What is verifiable from the letter

  • The four-page document exists and was sent by Greer to Intel Drop on June 28, 2026. State of the Nation published both a summary and page-by-page screenshots of the PDF the same day.
  • The recipients named on the letter are Trump, Vance, Rubio, and more than two dozen other top U.S. officials.
  • The deadline is August 29, 2026, sixty days from the letter's release.
  • The release-if-no-response threat is in Greer's own words, on Greer's own letterhead, with Greer as the named signatory.
  • The claim that Greer has debriefed "over 800" whistleblowers is consistent with what he said on Disclosure Drop two days earlier.
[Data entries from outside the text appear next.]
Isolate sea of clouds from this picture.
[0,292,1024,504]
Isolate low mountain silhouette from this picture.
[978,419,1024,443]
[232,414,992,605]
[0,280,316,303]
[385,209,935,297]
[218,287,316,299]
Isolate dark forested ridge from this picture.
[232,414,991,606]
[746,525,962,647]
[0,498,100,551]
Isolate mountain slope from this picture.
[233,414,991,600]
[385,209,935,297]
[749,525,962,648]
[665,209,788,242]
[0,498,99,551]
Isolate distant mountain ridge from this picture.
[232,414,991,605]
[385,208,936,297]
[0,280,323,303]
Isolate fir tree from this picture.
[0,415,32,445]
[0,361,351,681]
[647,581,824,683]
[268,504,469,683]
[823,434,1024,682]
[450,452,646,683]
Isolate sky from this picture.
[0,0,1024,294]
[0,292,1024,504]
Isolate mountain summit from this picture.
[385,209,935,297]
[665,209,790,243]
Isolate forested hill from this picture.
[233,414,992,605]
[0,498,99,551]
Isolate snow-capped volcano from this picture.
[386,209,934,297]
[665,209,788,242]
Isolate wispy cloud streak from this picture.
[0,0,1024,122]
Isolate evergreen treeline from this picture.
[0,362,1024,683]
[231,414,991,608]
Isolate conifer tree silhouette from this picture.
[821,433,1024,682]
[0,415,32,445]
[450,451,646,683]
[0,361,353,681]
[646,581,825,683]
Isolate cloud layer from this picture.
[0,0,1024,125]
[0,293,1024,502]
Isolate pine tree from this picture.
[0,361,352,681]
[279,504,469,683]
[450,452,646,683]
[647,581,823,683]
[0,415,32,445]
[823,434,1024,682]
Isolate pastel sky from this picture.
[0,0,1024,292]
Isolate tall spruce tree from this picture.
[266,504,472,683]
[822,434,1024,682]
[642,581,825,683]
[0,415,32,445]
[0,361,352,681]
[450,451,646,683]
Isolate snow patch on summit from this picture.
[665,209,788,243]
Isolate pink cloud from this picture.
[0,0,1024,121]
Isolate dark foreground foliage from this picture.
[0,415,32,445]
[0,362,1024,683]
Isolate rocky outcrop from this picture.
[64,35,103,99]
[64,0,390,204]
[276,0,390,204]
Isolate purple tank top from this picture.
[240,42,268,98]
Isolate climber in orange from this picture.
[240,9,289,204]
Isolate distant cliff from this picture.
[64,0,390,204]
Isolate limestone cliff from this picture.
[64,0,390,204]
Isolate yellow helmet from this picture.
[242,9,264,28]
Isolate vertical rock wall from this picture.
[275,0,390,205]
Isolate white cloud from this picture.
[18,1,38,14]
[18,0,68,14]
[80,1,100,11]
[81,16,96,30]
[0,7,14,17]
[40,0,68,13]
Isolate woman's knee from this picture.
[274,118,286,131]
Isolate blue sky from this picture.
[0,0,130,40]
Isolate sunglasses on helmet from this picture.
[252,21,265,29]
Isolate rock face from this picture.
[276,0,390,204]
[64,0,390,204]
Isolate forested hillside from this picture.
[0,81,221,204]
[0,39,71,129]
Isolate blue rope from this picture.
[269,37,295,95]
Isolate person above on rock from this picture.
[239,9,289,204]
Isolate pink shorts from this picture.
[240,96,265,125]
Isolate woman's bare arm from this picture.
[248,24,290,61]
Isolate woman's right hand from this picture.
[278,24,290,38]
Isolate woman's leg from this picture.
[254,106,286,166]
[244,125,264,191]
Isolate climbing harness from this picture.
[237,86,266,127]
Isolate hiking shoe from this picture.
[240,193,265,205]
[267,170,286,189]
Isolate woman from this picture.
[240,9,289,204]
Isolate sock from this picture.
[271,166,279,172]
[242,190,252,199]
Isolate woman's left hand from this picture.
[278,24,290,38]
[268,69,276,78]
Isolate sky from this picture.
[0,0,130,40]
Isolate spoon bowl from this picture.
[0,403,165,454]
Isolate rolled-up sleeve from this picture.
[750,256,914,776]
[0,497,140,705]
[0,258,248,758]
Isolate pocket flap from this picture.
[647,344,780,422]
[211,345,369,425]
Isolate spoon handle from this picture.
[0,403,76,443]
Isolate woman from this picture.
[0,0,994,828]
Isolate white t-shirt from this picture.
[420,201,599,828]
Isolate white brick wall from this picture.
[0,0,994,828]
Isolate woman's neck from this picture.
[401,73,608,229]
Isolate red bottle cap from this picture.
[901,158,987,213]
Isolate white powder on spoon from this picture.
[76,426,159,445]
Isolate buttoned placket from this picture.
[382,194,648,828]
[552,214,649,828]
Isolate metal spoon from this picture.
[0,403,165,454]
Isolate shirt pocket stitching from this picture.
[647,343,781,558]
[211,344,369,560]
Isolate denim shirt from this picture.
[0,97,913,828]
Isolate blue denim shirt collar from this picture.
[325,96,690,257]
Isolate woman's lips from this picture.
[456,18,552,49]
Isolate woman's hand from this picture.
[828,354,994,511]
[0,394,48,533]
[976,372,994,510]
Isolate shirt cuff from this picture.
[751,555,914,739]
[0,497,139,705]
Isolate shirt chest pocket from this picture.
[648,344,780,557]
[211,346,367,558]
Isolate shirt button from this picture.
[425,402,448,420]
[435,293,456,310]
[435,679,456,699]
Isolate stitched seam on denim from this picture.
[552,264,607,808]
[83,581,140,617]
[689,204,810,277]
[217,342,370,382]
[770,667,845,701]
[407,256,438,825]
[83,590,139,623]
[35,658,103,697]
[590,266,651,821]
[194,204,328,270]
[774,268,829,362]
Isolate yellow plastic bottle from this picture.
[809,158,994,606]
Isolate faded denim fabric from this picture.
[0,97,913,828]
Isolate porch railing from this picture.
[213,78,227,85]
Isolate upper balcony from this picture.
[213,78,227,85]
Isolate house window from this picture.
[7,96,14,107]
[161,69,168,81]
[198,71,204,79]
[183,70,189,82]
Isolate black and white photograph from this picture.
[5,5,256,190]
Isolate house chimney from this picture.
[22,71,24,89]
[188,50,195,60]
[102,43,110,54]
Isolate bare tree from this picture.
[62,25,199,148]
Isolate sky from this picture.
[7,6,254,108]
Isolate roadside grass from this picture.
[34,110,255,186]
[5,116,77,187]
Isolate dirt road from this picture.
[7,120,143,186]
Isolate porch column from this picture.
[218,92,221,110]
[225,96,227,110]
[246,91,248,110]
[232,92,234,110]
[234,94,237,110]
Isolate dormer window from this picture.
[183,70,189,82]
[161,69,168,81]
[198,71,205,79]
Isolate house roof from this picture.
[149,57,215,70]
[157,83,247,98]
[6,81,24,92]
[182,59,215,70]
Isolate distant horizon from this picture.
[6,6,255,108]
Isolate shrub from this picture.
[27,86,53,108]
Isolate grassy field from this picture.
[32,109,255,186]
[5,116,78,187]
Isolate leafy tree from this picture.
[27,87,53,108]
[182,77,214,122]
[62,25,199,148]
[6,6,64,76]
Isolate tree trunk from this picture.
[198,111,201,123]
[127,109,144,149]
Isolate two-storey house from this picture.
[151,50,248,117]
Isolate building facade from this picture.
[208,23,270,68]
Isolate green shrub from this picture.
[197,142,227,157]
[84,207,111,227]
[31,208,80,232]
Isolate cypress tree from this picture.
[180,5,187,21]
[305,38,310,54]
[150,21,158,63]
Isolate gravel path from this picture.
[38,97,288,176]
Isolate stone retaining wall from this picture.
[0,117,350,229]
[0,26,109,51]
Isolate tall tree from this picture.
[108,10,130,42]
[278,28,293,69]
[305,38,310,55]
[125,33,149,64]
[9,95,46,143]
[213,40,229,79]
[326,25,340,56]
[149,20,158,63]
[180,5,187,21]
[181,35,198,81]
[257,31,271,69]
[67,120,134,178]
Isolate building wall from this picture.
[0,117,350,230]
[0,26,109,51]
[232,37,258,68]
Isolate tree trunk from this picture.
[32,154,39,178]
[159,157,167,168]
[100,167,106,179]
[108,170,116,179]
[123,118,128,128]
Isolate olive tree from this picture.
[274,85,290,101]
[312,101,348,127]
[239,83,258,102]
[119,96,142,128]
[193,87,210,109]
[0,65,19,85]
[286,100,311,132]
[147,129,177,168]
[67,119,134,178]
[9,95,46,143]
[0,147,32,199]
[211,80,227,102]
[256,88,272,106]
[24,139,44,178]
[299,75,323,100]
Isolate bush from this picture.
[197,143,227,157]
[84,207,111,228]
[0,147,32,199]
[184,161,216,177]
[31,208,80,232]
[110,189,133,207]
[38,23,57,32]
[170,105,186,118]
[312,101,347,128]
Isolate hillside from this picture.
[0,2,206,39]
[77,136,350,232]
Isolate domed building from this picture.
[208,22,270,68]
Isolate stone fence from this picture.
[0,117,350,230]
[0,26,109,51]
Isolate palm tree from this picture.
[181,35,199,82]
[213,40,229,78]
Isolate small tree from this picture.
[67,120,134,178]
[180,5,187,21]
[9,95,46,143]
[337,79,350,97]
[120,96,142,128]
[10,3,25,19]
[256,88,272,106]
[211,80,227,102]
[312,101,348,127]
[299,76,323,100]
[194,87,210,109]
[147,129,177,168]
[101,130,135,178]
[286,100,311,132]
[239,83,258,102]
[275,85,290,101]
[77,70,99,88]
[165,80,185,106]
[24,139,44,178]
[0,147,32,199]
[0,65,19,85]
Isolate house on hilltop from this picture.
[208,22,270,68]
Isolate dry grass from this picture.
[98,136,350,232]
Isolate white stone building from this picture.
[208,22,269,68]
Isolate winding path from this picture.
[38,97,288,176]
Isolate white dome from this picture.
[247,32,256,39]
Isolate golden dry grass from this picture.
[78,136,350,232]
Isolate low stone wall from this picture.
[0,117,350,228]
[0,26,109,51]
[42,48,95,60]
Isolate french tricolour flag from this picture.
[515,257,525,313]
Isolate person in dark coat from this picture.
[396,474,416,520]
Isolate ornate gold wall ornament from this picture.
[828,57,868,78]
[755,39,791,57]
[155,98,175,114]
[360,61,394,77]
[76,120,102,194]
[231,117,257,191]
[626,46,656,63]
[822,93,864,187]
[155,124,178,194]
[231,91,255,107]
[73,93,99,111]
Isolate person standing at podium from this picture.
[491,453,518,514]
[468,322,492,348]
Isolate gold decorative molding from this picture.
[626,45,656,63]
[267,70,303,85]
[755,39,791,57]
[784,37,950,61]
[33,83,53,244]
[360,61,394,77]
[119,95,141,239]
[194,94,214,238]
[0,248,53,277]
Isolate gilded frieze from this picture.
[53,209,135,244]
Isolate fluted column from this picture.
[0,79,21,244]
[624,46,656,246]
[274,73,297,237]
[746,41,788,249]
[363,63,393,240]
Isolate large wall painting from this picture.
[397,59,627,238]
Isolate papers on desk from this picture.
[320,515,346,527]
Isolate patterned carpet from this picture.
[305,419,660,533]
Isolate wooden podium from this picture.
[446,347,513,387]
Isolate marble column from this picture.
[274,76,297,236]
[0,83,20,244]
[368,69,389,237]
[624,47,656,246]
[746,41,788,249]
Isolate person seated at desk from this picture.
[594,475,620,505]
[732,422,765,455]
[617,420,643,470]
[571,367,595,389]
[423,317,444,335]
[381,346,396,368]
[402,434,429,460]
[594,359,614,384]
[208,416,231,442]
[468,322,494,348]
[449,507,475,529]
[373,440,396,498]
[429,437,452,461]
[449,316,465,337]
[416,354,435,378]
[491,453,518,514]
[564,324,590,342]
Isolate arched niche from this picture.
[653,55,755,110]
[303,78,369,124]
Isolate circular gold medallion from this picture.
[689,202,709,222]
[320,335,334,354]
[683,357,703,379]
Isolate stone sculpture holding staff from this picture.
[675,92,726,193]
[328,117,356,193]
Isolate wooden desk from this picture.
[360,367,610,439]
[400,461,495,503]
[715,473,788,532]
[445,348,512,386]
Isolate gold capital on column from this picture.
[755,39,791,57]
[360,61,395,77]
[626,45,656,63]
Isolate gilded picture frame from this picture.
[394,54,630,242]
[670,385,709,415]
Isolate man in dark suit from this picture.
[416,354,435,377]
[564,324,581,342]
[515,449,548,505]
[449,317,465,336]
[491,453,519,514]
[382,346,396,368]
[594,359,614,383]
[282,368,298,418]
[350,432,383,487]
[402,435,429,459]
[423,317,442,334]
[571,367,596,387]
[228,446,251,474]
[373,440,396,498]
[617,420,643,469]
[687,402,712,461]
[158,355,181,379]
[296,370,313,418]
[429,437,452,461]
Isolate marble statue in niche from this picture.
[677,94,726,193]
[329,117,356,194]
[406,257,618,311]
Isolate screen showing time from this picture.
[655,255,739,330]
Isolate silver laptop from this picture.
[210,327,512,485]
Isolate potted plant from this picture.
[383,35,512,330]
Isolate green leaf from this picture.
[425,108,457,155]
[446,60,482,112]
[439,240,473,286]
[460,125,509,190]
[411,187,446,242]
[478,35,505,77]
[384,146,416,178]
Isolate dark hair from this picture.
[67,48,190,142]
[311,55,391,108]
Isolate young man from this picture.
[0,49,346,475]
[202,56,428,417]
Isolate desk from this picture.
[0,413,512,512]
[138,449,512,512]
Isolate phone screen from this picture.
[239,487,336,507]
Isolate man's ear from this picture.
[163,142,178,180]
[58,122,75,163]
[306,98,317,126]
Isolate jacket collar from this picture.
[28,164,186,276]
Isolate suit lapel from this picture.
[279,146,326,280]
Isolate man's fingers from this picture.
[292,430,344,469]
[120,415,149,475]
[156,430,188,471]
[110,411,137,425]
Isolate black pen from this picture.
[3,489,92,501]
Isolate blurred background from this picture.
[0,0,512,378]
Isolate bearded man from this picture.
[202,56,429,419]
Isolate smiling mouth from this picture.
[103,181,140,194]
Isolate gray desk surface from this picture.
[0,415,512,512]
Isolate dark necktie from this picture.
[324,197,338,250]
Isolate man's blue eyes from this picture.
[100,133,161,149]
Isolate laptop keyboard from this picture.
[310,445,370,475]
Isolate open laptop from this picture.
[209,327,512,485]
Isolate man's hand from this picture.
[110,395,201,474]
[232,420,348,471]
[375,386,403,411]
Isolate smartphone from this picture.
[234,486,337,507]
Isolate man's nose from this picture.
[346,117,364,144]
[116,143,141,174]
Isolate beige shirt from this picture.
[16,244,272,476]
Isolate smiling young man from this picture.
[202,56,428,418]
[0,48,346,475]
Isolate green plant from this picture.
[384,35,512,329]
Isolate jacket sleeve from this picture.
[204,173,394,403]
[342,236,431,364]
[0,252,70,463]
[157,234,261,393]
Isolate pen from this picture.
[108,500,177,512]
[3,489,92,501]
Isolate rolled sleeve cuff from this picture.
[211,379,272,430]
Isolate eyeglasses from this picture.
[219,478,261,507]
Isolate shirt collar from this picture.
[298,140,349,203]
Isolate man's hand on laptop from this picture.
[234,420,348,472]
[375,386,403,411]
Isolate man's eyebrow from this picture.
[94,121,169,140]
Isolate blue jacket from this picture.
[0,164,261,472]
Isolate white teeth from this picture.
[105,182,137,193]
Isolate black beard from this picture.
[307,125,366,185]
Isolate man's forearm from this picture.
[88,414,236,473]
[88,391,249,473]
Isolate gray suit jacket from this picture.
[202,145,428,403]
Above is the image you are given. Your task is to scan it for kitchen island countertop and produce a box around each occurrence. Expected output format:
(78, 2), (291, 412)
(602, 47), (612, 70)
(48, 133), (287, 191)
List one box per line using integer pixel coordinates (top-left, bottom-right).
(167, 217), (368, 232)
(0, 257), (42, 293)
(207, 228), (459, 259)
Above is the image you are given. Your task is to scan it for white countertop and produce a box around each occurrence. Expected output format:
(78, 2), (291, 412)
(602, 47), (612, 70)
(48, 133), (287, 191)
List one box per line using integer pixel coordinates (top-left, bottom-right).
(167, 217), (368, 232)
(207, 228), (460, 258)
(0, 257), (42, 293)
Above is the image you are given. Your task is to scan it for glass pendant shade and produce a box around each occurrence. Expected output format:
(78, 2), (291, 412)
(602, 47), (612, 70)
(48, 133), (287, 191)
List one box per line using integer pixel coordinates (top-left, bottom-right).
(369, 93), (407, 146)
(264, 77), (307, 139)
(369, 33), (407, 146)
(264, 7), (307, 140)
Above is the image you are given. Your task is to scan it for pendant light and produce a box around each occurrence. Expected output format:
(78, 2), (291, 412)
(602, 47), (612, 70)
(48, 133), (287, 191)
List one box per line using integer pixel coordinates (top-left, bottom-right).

What is not verifiable from the letter

  • That the letter was actually delivered to any of the named recipients. Greer sent the "media copy" to Intel Drop; no White House, VP office, or State Department acknowledgment is on the record.
  • The membership of the "confidential task force" Greer says has already received evidence.
  • The identities of the NOC contacts, the downed craft, the alleged electromagnetic-pulse weapons, or any criminal enterprise tied to man-made UAPs.
  • The roster, debriefing summaries, or sworn statements of the "over 800" whistleblowers.
  • Whether the "dispositive evidence" Greer threatens to release exists in the form he describes.

What happens next

The letter creates a calendar. Between June 28 and August 29, three things can happen: the U.S. government issues a written contradiction through an authorized official, Greer moves to publish whatever he says he has, or both sides go quiet and the deadline passes. None of those is a forced disclosure. None of them is a forced denial.

For the disclosure record, the useful question is not whether the deadline is dramatic. It is whether the August 29 deadline produces a document the public has not seen before — from Greer, from the administration, or from a third party — that can be checked against other public sources. Until then, this is a clock, not a file.